Original Research: Closed access.
“Gene-expression correlates of the oscillatory signatures supporting human episodic memory encoding” by Stefano Berto, Miles R. Fontenot, Sarah Seger, Fatma Ayhan, Emre Caglayan, Ashwinikumar Kulkarni, Connor Douglas, Carol A. Tamminga, Bradley C. Lega & Genevieve Konopka. Nature Neuroscience


Abstract

Gene-expression correlates of the oscillatory signatures supporting human episodic memory encoding

Brain oscillations in humans are central to features of memory formation, yet the molecular drivers of these rhythms are poorly understood.

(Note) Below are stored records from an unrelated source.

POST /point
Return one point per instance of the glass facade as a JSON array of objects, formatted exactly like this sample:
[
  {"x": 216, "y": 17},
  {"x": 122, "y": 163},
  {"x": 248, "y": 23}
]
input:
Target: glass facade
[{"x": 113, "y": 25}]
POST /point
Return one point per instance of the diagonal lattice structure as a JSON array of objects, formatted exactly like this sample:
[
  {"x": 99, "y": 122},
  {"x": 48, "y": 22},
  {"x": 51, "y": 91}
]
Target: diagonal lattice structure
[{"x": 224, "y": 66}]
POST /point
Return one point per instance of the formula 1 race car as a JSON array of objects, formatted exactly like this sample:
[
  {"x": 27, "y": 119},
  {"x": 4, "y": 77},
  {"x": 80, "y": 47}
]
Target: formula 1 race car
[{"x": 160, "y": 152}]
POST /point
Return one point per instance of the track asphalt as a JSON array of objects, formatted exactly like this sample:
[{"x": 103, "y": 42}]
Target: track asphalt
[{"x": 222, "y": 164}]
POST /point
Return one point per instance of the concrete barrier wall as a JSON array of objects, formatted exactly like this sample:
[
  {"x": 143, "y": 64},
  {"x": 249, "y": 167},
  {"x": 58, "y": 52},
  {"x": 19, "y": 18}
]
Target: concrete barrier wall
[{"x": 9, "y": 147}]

In this study, researchers recorded memory-sensitive oscillations via intracranial electroencephalography from the temporal cortex of patients performing episodic memory tasks. When those patients later underwent surgical resection, transcriptomic analysis of the temporal cortex was performed to link gene expression with the observed oscillatory signatures. The team identified genes correlated with memory-related oscillations across six frequency bands.

Co-expression analysis isolated modules specific to oscillatory signatures; these modules were associated with ion channel activity and neuropsychiatric disorder–related pathways, with highly correlated genes forming strong network connections.

Single-nucleus transcriptomics revealed that these expression modules are enriched in specific classes of excitatory and inhibitory neurons, and immunohistochemistry confirmed the expression of several highly correlated genes.

By coupling individualized brain oscillation measurements with genomics from the same patients, this dataset opens new avenues for understanding the genetic and regulatory architecture that supports human episodic memory encoding.